1 Corinthians 15:8-11
1Co 15:8 But last of all, as though to a person born at the wrong time, he was seen by me too.
1Co 15:9 Because I am the least of the missionaries, not worthy to be called a missionary, because I persecuted the church of God.
1Co 15:10 But by the grace of God I am what I am, and his grace to me has not been misspent, but I worked even more than all of them, and not I, but the grace of God with me.
1Co 15:11 Therefore whether it was me or those others, this is the way we proclaimed him, and this is the way you believed him.
last on the list
Paul had listed the witnesses to the resurrection:
- First, the scriptures which predicted it,
- Then, the eyewitnesses who proclaimed it,
- Last on the list was Paul himself, who witnessed the resurrected Christ on the road to Damascus.
Paul deliberately places himself at the end of the list of resurrection witnesses, not because his experience was less real, but because he considered himself the least likely candidate for such grace. He had not walked with Jesus during His earthly ministry. He had not been part of the Twelve. He had not stood among the five hundred. He had not been one of the early missionaries sent out from Jerusalem. In fact, his history placed him in the opposite category—he had persecuted the church and tried to destroy the very movement he now proclaimed.
Because of that past, Paul felt compelled to work harder than any of the others. He had to verify the gospel he preached with extraordinary diligence. He examined the Scriptures, consulted with the apostles, and tested every detail of the message he carried. His ministry was not built on personal credibility but on the sheer mercy of God. Whatever fruit came from his preaching came not from his background or reputation but from the power of the Holy Spirit working through him.
That is why Paul emphasizes grace when he speaks of his labor. He worked tirelessly, but even that work was the result of God’s enabling. His ministry was not proof of his worthiness; it was proof of God’s generosity. The same Spirit who raised Jesus from the dead was the Spirit who authenticated Paul’s message in the hearts of those who heard it.
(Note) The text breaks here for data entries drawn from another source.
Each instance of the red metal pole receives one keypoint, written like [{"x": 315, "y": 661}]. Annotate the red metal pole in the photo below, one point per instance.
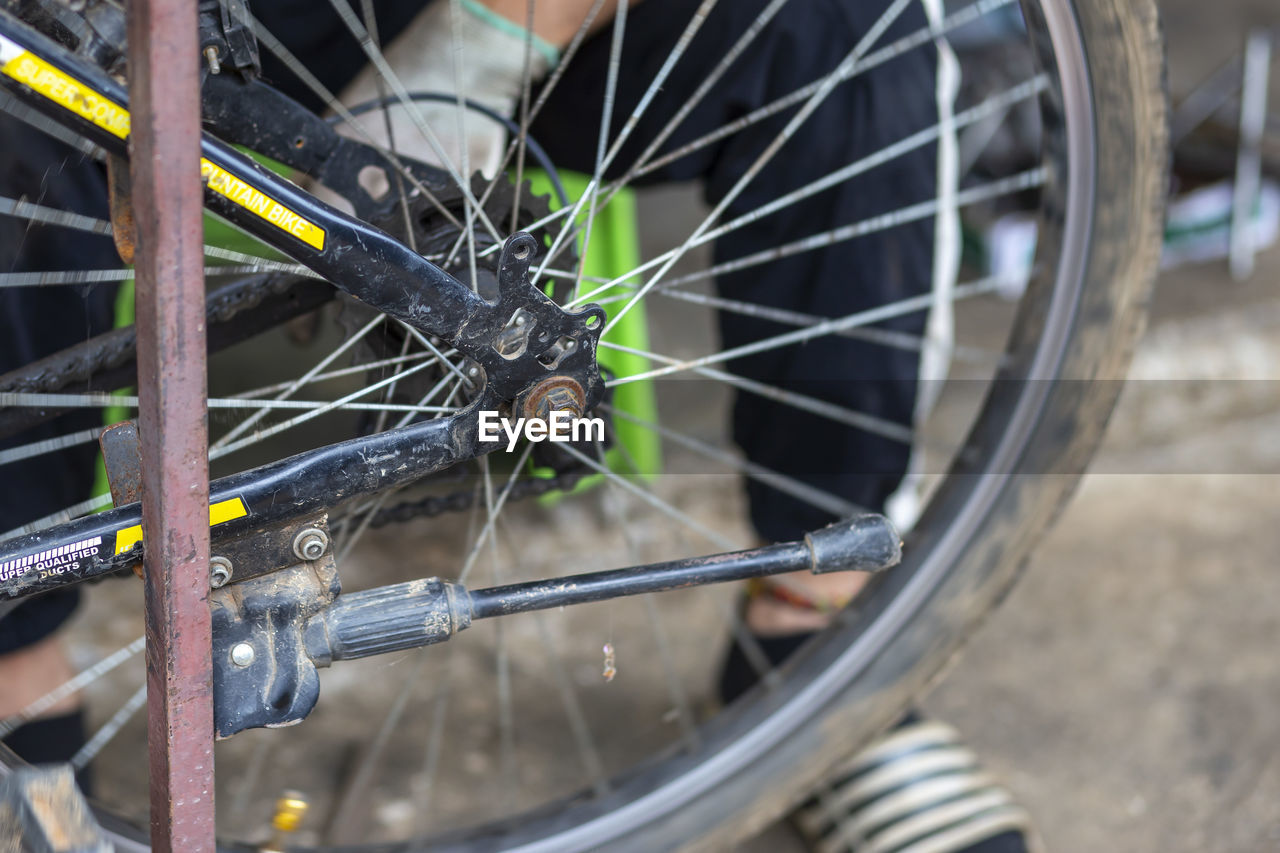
[{"x": 164, "y": 97}]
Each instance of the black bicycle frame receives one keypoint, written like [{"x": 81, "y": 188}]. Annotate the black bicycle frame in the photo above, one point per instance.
[{"x": 356, "y": 258}]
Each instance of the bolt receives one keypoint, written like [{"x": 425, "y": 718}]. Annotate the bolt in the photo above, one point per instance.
[
  {"x": 310, "y": 543},
  {"x": 242, "y": 655},
  {"x": 219, "y": 571},
  {"x": 558, "y": 393}
]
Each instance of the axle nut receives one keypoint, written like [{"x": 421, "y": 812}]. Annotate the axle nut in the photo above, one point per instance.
[
  {"x": 558, "y": 393},
  {"x": 310, "y": 543},
  {"x": 219, "y": 571}
]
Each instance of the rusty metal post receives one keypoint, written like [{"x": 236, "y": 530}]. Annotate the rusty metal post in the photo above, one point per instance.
[{"x": 164, "y": 150}]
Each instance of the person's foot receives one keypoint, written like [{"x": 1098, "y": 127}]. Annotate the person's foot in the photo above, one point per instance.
[
  {"x": 31, "y": 673},
  {"x": 917, "y": 790},
  {"x": 49, "y": 731}
]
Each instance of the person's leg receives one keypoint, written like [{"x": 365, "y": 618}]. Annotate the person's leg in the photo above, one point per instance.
[
  {"x": 40, "y": 322},
  {"x": 856, "y": 119}
]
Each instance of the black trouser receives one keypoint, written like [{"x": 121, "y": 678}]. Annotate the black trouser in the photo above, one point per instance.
[{"x": 805, "y": 41}]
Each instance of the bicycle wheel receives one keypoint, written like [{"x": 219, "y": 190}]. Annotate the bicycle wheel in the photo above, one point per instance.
[{"x": 1034, "y": 406}]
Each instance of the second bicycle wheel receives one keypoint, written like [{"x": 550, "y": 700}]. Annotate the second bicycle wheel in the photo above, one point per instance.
[{"x": 908, "y": 259}]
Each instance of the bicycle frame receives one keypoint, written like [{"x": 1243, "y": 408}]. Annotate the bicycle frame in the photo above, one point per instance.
[{"x": 359, "y": 259}]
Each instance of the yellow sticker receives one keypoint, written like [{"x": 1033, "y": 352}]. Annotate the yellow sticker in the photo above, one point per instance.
[
  {"x": 64, "y": 90},
  {"x": 218, "y": 512},
  {"x": 251, "y": 199}
]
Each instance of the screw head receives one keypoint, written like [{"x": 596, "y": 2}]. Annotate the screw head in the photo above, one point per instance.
[
  {"x": 219, "y": 571},
  {"x": 242, "y": 655},
  {"x": 310, "y": 543}
]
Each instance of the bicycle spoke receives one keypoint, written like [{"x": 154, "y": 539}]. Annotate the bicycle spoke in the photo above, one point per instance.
[
  {"x": 675, "y": 689},
  {"x": 828, "y": 410},
  {"x": 240, "y": 429},
  {"x": 333, "y": 104},
  {"x": 991, "y": 105},
  {"x": 526, "y": 82},
  {"x": 474, "y": 552},
  {"x": 502, "y": 655},
  {"x": 109, "y": 729},
  {"x": 1028, "y": 179},
  {"x": 384, "y": 71},
  {"x": 49, "y": 446},
  {"x": 30, "y": 400},
  {"x": 315, "y": 413},
  {"x": 347, "y": 822},
  {"x": 73, "y": 685},
  {"x": 22, "y": 209},
  {"x": 799, "y": 336},
  {"x": 336, "y": 374},
  {"x": 584, "y": 740},
  {"x": 76, "y": 510},
  {"x": 814, "y": 497}
]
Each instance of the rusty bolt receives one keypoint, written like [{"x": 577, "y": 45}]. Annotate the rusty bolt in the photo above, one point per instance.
[
  {"x": 558, "y": 393},
  {"x": 219, "y": 571},
  {"x": 310, "y": 543}
]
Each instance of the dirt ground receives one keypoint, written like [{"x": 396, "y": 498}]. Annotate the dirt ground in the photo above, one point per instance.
[{"x": 1127, "y": 690}]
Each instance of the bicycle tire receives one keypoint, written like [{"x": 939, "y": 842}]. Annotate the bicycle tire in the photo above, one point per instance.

And the same dynamic holds true for believers today. No one can prove the gospel by personal authority or intellectual force. No one can argue another person into resurrection faith. The message we proclaim is beyond our power to validate. Only God can confirm it. Only the Spirit can open hearts, convict consciences, and awaken faith.
Our task, like Paul’s, is faithfulness. Faithful proclamation. Faithful living. Faithful reliance on the God who brings life out of death. The power that persuaded the Corinthians did not come from Paul’s résumé. It came from the risen Christ working through a humbled messenger. That same Christ continues to work through ordinary, unlikely people, proving the truth of the gospel in ways no human effort ever could.
LORD, we offer no excuses. We just commit to proclaiming your gospel, and trusting you to convince those we share it with.